Note: similarly, seed data for JupyterDirectory needs to be created matching the path info in the JupyterNotebook records.

A slightly faster script after you’ve done the fetch and have the IDs. This will update the id field to match the name before copying it into your clipboard (as mentioned in step 3).

var nb = JupyterNotebook.get(<id>);
nb.id = nb.name;
copy(nb.jsonForSeedData());

Now continue with step 3, but you no longer need to change any field values.

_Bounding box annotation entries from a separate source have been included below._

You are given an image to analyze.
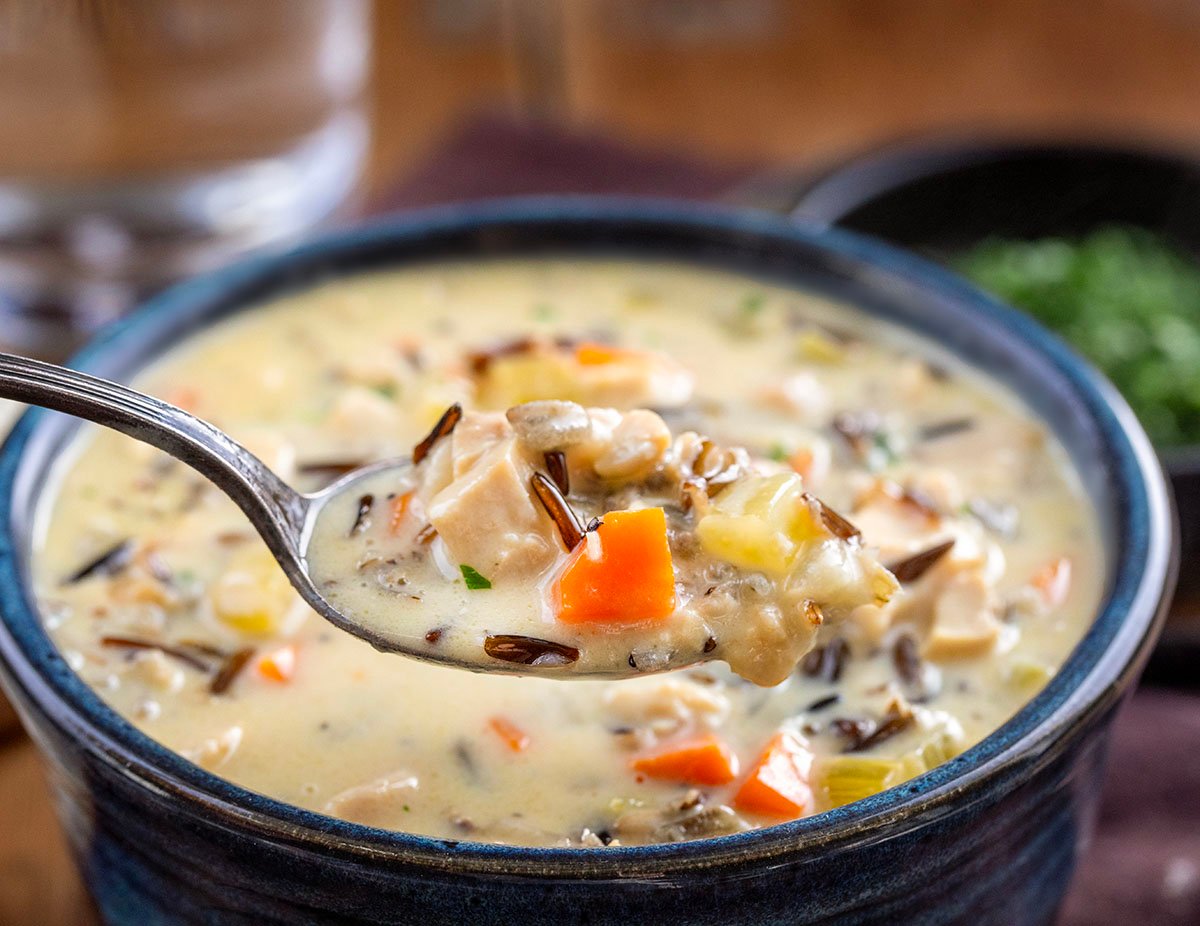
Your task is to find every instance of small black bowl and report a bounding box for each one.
[792,140,1200,623]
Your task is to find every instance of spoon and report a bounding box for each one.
[0,353,706,679]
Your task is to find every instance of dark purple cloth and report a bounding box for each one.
[373,115,751,212]
[374,116,1200,926]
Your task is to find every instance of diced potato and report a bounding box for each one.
[476,353,582,409]
[209,545,295,636]
[796,327,846,363]
[696,473,824,576]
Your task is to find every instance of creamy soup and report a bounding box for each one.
[35,259,1104,846]
[306,398,897,685]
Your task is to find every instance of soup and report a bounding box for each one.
[35,259,1104,846]
[306,393,902,685]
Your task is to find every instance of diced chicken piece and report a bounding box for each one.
[758,371,829,422]
[504,399,592,453]
[593,409,671,481]
[328,386,397,443]
[604,679,730,736]
[442,411,512,479]
[182,727,242,771]
[239,428,296,482]
[130,650,185,693]
[428,429,556,579]
[924,570,1000,659]
[323,771,420,826]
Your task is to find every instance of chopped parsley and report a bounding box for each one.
[458,563,492,591]
[952,226,1200,447]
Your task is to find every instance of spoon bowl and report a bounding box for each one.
[0,353,707,679]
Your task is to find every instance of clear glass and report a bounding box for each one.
[0,0,371,355]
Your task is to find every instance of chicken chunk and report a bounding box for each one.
[428,434,556,578]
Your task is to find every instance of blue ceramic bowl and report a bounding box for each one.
[0,199,1174,926]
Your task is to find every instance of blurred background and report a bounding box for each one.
[7,0,1200,355]
[0,0,1200,924]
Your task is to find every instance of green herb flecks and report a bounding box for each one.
[458,563,492,591]
[953,226,1200,446]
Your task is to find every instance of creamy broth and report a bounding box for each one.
[35,260,1104,846]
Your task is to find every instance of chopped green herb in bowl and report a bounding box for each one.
[952,226,1200,447]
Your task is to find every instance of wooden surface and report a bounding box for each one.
[7,0,1200,926]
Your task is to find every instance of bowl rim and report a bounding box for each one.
[788,133,1200,234]
[0,197,1176,878]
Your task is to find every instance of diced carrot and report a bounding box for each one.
[551,509,676,624]
[1030,557,1070,608]
[258,643,296,681]
[733,733,812,819]
[487,716,529,752]
[388,492,413,534]
[629,734,738,784]
[575,341,629,367]
[787,447,815,486]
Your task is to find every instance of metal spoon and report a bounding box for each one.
[0,353,704,678]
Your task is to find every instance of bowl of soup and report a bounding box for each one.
[0,199,1174,924]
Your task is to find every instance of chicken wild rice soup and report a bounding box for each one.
[35,258,1104,846]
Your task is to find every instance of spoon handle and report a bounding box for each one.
[0,351,308,565]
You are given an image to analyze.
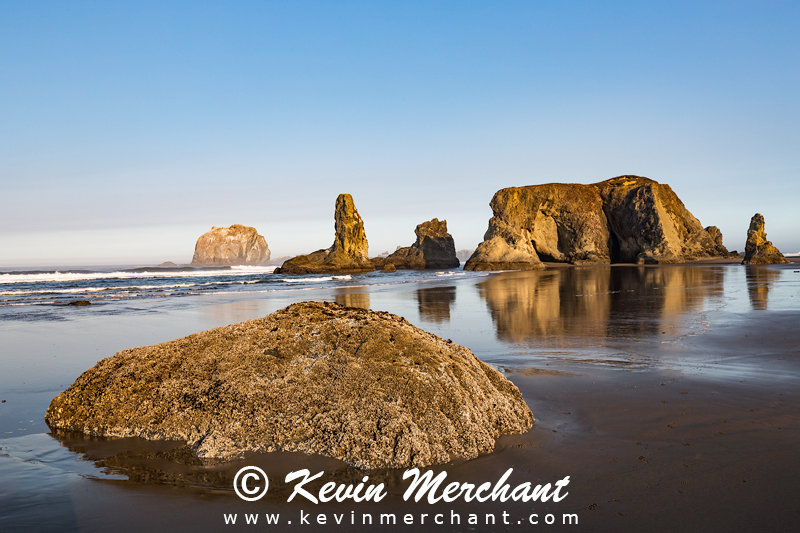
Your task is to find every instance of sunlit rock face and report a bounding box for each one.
[742,213,789,265]
[276,194,374,274]
[464,176,727,270]
[192,224,270,266]
[372,218,461,269]
[45,302,533,468]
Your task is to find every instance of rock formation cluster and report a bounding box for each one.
[742,213,789,265]
[45,302,533,468]
[191,224,270,266]
[372,218,461,269]
[276,194,374,274]
[464,176,728,270]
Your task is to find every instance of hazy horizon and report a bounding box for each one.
[0,2,800,269]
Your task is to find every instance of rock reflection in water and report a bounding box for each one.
[335,287,369,309]
[745,266,782,311]
[51,430,403,501]
[417,286,456,324]
[478,266,725,349]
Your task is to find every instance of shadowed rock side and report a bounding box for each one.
[276,194,374,274]
[372,218,461,270]
[742,213,789,265]
[464,176,728,270]
[191,224,270,266]
[706,226,736,257]
[593,176,727,264]
[45,302,533,468]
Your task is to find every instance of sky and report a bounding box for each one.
[0,0,800,269]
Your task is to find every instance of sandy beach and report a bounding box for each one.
[0,263,800,531]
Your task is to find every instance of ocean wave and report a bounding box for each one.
[281,274,353,283]
[0,266,276,285]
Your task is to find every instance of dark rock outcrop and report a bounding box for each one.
[706,226,736,257]
[372,218,461,269]
[742,213,789,265]
[464,176,728,270]
[191,224,270,266]
[275,194,374,274]
[45,302,533,468]
[593,176,727,264]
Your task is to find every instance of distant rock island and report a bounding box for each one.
[742,213,789,265]
[464,176,728,270]
[45,302,533,469]
[275,194,375,274]
[191,224,270,266]
[372,218,461,270]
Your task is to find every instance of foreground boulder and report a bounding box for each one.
[742,213,789,265]
[191,224,270,266]
[464,176,727,270]
[45,302,533,468]
[372,218,461,269]
[275,194,374,274]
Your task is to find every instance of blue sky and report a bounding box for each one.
[0,1,800,267]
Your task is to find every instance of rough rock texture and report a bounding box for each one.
[464,176,728,270]
[275,194,374,274]
[464,216,544,270]
[742,213,789,265]
[45,302,533,468]
[706,226,735,257]
[191,224,270,266]
[594,176,727,264]
[372,218,461,269]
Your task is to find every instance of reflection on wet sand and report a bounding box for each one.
[417,286,456,324]
[745,266,783,311]
[335,287,369,309]
[51,430,418,494]
[478,266,725,356]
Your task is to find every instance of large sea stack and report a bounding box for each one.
[464,176,727,270]
[276,194,374,274]
[45,302,533,468]
[191,224,270,266]
[742,213,789,265]
[372,218,461,269]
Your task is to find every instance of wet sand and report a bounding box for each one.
[0,265,800,531]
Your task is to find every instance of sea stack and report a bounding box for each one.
[45,302,533,469]
[276,194,374,274]
[372,218,461,269]
[742,213,789,265]
[191,224,270,266]
[464,176,727,270]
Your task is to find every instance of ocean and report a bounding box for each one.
[0,263,800,532]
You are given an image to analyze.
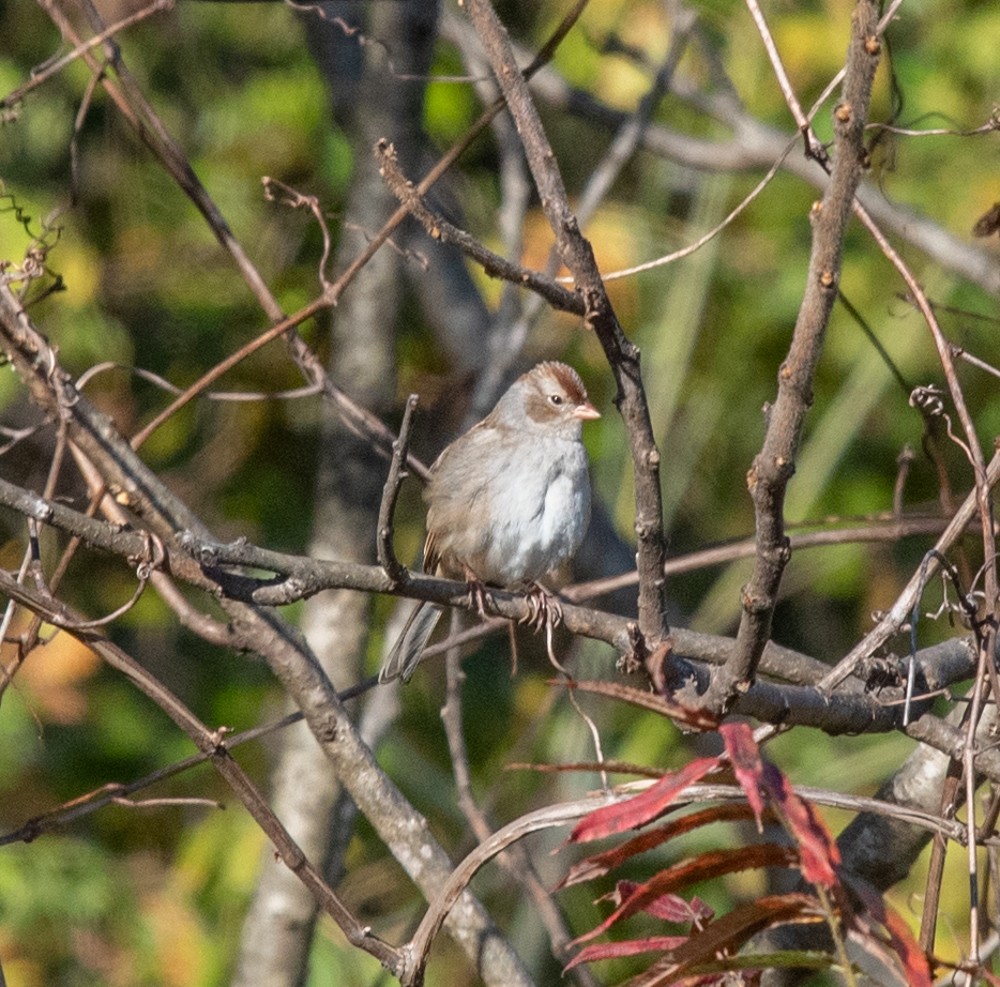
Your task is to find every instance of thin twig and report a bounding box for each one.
[376,394,417,586]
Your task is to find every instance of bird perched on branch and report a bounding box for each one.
[379,361,601,682]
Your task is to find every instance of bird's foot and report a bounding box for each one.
[520,583,562,632]
[465,569,493,620]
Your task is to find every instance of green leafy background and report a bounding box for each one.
[0,0,1000,987]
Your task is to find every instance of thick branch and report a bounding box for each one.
[706,0,881,710]
[466,0,668,647]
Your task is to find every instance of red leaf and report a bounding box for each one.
[556,802,750,890]
[572,843,797,945]
[851,881,933,987]
[597,881,715,925]
[765,764,840,888]
[569,757,719,843]
[719,723,764,832]
[624,894,823,987]
[563,936,685,973]
[719,723,840,888]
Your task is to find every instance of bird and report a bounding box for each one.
[378,360,601,683]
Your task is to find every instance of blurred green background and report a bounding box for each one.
[0,0,1000,987]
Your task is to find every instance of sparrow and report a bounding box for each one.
[379,361,601,682]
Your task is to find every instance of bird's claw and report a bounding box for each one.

Thanks for the writeup @steveders and @rileysiebel! However, this is not the issue that @varun.krishna is facing. Let me delineate the difference:
Your situation

  • notebook is already developed on the C3 Platform and is already stored in the form of JupyterNotebook. All you are trying to do is get the json to seed it
  • problem that is solved: JupyterNotebook -> json seed data

Varun’s situation

  • notebook is not developed on C3 Platform is not in JupyterNotebook but in a more “raw” .ipynb form
  • problem to be solved: ipynb -> JupyterNotebook

Please correct me if you believe I have misunderstood anything. Or perhaps you have solved Varun’s issue as well and just posted the wrong script?

Thanks for trying to help, @rileysiebel and @steveders , but I too don’t understand how this approach will help me import .ipynb files.

Also, I still think that having this feature is essential to migration (I don’t want to have to provision every time I want to import a .ipynb file). Please correct me if I’m wrong.

Here’s the ticket @ihleonard @dennis.wang: https://c3energy.atlassian.net/browse/DATA-3816

Please leave a comment on the ticket if it isn’t clear.

Thats true, we did manually copy the notebooks from the DS server to a containerized jupyter instance first.

Yeah, I do not know of a workaround.

Upload the .ipynb to the env.
Download the JupyterNotebook json into the package
Provision the package.

Maybe @jakewhitcomb or @harry can better advise.